Reckless and callous driving of rundown city-service buses is an everyday hazard for Dhaka dwellers and commuters and with law enforcement agencies not being strict enough, it puts people’s lives and safety at risk.
A large number of such bus and minibus drivers do not even have driving licenses or have fake ones. They drive at will, stop anywhere they want to and change lanes with no regard whatsoever for other vehicles.
They often indulge in dangerous competitions with other drivers to get more passengers. They endanger the lives of motorists, pedestrians and the passengers they carry.
Sometimes, reckless driving goes on in front of police officials on duty.
Retired Pubali Bank assistant general manager Syed Shafiqul Ahmed died in front of GPO on January 24. He was travelling from Mohammadpur Town Hall by a bus and as he was about to get down in front of the GPO the bus pulled away. Shafiqul fell and his head struck the pavement. He died on the spot.
This is just one of many similar incidents of rowdy driving of buses.
A large number of these vehicles are not road worthy. Many of the buses that ply the city streets do not even have indicators, taillights, or headlights but they do usually have broken windscreens or shattered windows, shabby seats and dents and scrapes all over their body. Some are seen with loose body parts dangling dangerously as they manoeuvre through traffic. Some have smudged, apparently deliberately, number plates to make it easier to avoid being caught after a hit-and-run.
Prof Md Shamsul Hoque, director of Accident Research Institute at Bangladesh University of Engineering and Technology, said buses are the most important part of public transport. “But the public buses in our country do not have any attributes of being so, mainly because of faulty planning,” he said.
Minibuses, as they are easily manoeuvrable, are the most erratic, he said. Authorities allow different companies under fragmented ownership to operate on a particular route and the operators indulge in competition to make more money with as many trips as possible with each bus ignoring people’s safety, he said.
“Even a company with only a few buses get route permit,” he said, adding, “A particular route must be given to a single operator with adequate number of buses in its fleet to satisfy the transport need of the public.”

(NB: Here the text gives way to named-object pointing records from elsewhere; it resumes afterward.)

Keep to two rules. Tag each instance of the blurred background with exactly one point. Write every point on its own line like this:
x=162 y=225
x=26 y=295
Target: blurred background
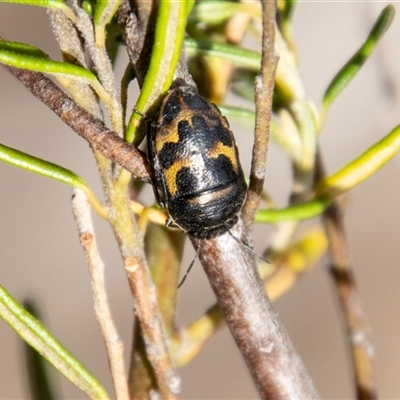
x=40 y=254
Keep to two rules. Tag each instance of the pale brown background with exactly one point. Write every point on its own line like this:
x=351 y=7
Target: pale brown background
x=40 y=255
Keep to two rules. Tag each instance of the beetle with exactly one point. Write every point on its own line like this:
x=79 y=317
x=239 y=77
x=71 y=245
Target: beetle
x=197 y=172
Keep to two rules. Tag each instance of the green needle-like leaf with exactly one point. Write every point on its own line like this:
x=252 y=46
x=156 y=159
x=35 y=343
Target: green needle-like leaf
x=55 y=4
x=241 y=57
x=169 y=34
x=104 y=11
x=25 y=56
x=45 y=168
x=298 y=212
x=362 y=167
x=41 y=386
x=36 y=335
x=347 y=73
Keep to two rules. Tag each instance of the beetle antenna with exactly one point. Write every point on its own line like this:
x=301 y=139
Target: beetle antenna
x=247 y=247
x=191 y=265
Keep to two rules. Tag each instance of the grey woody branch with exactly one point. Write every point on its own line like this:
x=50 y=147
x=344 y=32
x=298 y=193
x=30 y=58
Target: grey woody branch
x=94 y=131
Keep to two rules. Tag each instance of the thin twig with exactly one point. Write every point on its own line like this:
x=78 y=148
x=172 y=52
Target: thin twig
x=358 y=329
x=89 y=128
x=152 y=328
x=264 y=89
x=275 y=366
x=110 y=335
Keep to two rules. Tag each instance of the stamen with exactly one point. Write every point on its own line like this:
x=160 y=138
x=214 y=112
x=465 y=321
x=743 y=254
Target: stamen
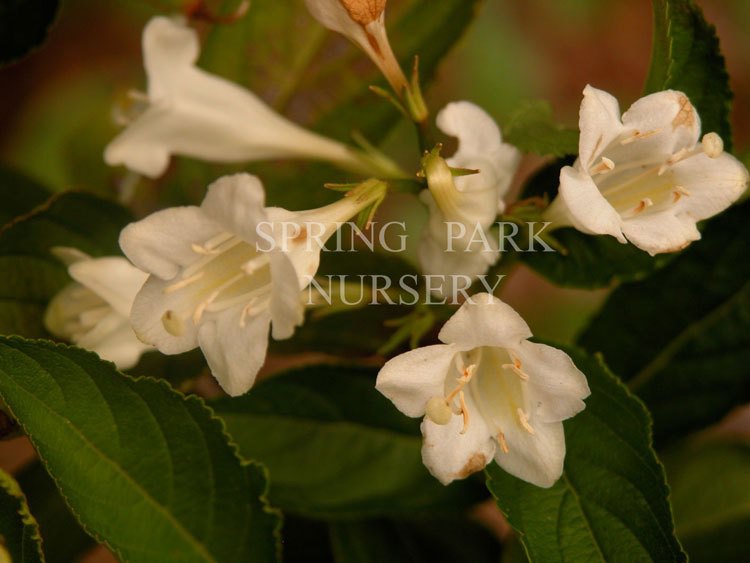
x=184 y=282
x=503 y=443
x=173 y=323
x=712 y=144
x=464 y=412
x=605 y=165
x=524 y=419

A total of 380 deaths occur on the streets of the capital every year due to accidents, for which buses, particularly minibuses, are responsible in one way or the other.
Of the 380 deaths, 75 percent are pedestrians.

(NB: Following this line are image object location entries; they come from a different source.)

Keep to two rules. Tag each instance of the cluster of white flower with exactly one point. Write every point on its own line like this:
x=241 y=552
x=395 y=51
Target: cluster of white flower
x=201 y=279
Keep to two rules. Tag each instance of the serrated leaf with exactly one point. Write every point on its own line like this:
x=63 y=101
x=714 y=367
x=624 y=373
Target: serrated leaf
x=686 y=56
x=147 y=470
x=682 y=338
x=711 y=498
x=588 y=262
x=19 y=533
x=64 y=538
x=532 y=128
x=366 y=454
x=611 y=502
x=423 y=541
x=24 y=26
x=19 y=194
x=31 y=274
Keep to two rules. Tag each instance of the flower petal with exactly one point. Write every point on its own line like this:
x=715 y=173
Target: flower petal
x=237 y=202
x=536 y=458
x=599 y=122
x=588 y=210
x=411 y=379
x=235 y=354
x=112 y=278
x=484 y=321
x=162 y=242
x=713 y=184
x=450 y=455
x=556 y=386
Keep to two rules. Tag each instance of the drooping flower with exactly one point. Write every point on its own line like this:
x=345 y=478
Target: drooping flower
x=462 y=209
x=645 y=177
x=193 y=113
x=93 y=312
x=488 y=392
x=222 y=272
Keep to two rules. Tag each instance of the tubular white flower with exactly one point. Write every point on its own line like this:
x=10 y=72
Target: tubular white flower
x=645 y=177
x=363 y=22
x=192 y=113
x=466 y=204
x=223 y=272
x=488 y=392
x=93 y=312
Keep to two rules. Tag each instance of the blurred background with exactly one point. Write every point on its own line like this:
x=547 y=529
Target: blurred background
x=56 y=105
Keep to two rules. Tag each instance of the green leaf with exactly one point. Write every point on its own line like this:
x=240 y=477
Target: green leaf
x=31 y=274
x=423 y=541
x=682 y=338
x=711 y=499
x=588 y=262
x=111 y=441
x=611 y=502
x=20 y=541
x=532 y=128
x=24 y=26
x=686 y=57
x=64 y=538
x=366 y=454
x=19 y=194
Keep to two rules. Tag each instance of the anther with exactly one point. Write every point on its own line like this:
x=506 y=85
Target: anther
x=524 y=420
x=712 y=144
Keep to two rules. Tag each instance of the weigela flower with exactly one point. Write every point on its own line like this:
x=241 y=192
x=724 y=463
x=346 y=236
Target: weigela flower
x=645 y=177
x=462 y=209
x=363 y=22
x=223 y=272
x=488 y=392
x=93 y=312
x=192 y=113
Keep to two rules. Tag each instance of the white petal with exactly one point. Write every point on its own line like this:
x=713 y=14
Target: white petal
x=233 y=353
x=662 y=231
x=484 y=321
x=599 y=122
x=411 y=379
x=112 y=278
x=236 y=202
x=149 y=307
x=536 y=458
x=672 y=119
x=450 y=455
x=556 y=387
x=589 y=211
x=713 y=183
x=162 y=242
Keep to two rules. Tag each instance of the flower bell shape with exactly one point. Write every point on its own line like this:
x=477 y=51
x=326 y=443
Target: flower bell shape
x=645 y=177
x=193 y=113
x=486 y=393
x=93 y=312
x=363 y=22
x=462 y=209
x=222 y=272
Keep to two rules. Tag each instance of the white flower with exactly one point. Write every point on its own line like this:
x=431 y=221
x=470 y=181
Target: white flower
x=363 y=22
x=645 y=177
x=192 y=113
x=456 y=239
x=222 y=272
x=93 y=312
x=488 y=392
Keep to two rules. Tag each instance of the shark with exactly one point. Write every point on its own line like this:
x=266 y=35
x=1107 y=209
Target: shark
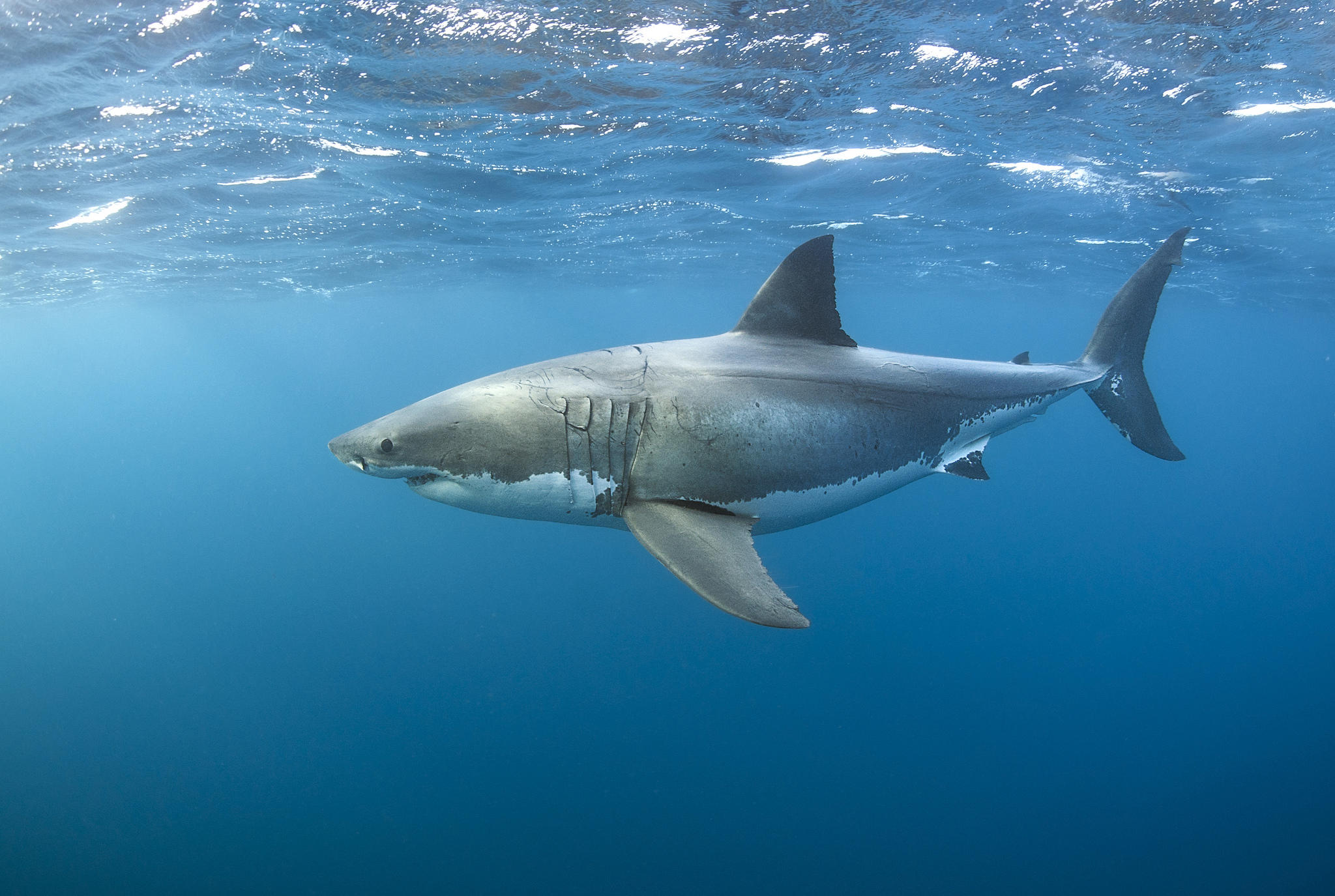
x=696 y=446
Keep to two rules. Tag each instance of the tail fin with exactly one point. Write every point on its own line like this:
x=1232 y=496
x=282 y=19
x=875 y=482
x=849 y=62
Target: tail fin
x=1119 y=347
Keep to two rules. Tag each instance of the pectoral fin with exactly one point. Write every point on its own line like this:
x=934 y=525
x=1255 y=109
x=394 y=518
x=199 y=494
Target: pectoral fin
x=712 y=551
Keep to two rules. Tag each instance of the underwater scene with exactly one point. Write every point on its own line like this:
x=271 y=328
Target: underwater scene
x=788 y=258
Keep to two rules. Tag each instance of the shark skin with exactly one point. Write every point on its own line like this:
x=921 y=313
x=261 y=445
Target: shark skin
x=697 y=445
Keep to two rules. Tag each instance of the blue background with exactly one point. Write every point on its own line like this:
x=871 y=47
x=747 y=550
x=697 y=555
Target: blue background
x=229 y=664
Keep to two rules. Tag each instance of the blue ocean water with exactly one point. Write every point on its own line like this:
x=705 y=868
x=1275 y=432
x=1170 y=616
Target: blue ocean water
x=230 y=231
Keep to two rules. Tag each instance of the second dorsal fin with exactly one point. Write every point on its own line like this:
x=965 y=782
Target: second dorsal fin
x=797 y=301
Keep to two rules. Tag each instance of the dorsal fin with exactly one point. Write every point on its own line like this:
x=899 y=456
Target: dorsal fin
x=797 y=301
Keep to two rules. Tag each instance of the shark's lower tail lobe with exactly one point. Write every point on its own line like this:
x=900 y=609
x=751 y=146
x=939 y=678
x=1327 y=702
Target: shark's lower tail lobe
x=1118 y=347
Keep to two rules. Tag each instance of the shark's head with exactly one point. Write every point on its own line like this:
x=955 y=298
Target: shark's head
x=401 y=445
x=463 y=445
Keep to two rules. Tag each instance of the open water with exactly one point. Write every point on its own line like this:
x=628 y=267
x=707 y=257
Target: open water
x=230 y=231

Accidents caused by buses and trucks take the figure to around 3,700 across the country, he said.
Quoting Bangladesh Road Transport Authority high officials, Prof Md Shamsul Hoque said 50 to 70 percent licences the drivers hold are fake.
Deputy Commissioner (traffic west) of Dhaka Metropolitan Police Selim Md Jahangir said they prosecuted 2,704 bus drivers in January in the west zone alone in connection with picking passengers at unauthorised places.

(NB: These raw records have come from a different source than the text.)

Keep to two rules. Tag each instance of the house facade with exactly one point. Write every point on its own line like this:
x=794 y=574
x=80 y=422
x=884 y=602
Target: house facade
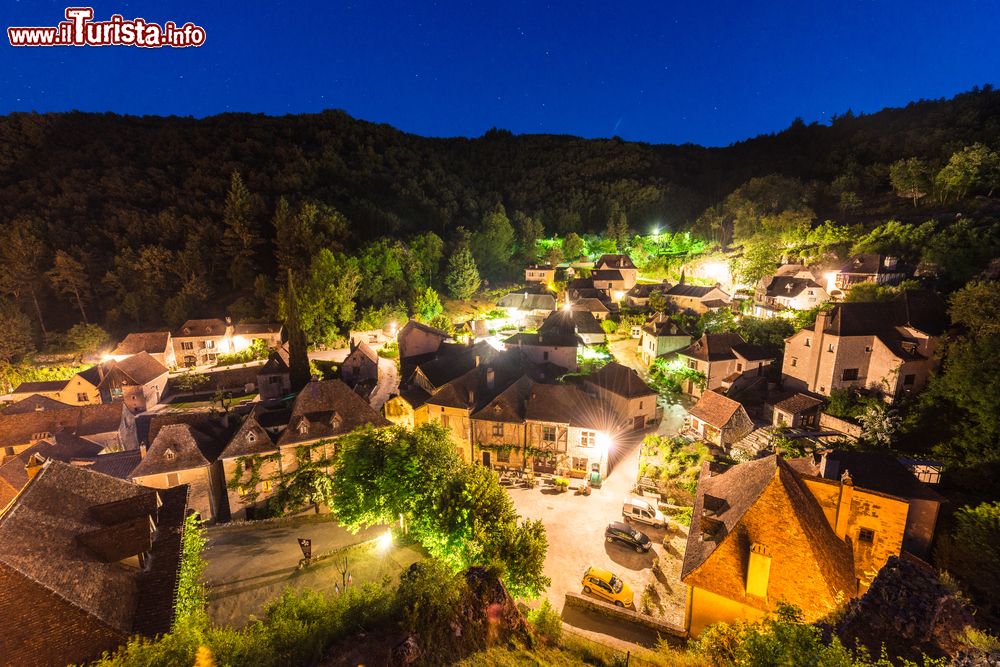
x=884 y=347
x=630 y=398
x=158 y=344
x=718 y=420
x=661 y=336
x=723 y=359
x=540 y=273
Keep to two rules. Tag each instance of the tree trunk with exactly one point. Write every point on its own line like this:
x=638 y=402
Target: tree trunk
x=38 y=311
x=79 y=302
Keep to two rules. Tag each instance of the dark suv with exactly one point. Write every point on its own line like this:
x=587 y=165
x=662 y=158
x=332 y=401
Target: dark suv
x=627 y=535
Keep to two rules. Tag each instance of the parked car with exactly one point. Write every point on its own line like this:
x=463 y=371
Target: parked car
x=641 y=510
x=608 y=586
x=627 y=535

“I myself conducted a random seizure of driving licences in the last week of January and seized 92 licences,” he said, adding, “To my shock, only six of them turned out to be genuine.”
A total of 3,133 drivers were prosecuted in connection with lane-rules violation in the west zone during the same period.
The problem of continued rowdy bus driving does not lie only with the police, he said, adding that there are other agencies like Bangladesh Road Transport Authority who are responsible.
Interestingly, DMP Commissioner AKM Shahidul Hoque has said they issued a deadline for fake driving-licence holders to obtain licences by March 31.
“We will go for legal action after the deadline,” he said.
Khandakar Rafiqul Hossain Kajal, president of Association of Bus Companies (ABC), said indiscipline and rowdiness exist in the bus-service sector due to various interest groups. “Unless and until extortion is tackled, rowdiness in the sector will not stop,” he said.
The ABC once took an initiative to recruit authentic drivers and conductors but failed as the vested quarter opposed it, he claimed.
“There are many examples of bus drivers maiming or killing people through callous driving,” he said.
He said 60 percent of the driving licences are fakes but they could not take actions against those bus drivers due to a dearth of drivers.